Clinical implications: Interventions designed to promote relaxation, such as biofeedback, cognitive behavioral therapy, meditation, yoga, or progressive muscle relaxation therapy, have not been proven to lower blood pressure.
|RR – relative risk
ARR – absolute risk reduction
ARI – absolute risk increase
- Wright JM, Musini VM. First-line drugs for hypertension. Cochrane Database of Systematic Reviews 2009, Issue 3. Art. No.: CD001841. DOI: 10.1002/14651858.CD001841.pub2.
- The Heart Outcomes Prevention Evaluation Study Investigators. Effects of an angiotensin-converting-enzyme inhibitor, ramipril, on cardiovascular events in high-risk patients. N.Engl.J.Med 2000;342:145-53.
- Wiysonge CSU, Bradley HA, Mayosi BM, et al. Beta-blockers for hypertension. Cochrane Database of Systematic Reviews 2007, Issue 1. Art. No.: CD002003. DOI: 10.1002/14651858.CD002003.pub2.
- Chen N, Zhou M, Yang M, et al. Calcium channel blockers versus other classes of drugs for hypertension. Cochrane Database of Systematic Reviews 2010, Issue 8. Art. No.: CD003654. DOI: 10.1002/14651858.CD003654.pub4.
- Arguedas JA, Perez MI, Wright JM. Treatment blood pressure targets for hypertension. Cochrane Database of Systematic Reviews 2009, Issue 3. Art.
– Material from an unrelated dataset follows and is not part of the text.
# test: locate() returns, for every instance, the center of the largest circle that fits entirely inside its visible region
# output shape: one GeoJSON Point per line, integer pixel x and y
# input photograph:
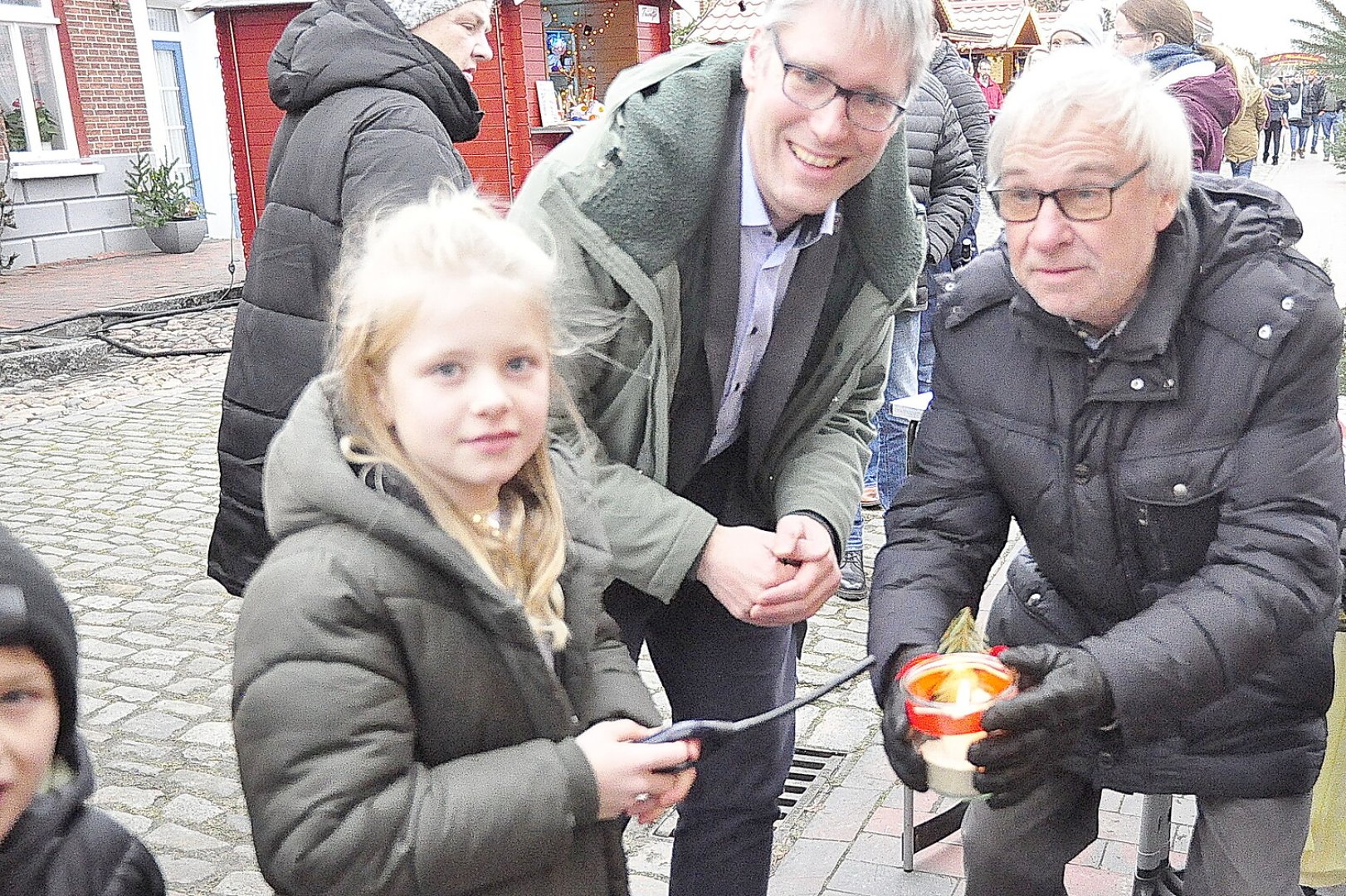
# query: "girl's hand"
{"type": "Point", "coordinates": [627, 774]}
No.: CD004349. DOI: 10.1002/14651858.CD004349.pub2.
- Wright JM. Choosing a first-line drug in the management of elevated blood pressure. What is the evidence? Beta-blockers. Can Med Assoc J 2000;163:188-192.
- Dickinson HO, Beyer FR, Ford GA, et al. Relaxation therapies for the management of primary hypertension in adults. Cochrane Database of Systematic Reviews 2008, Issue 1. Art. No.: CD004935. DOI: 10.1002/14651858.CD004935.pub2.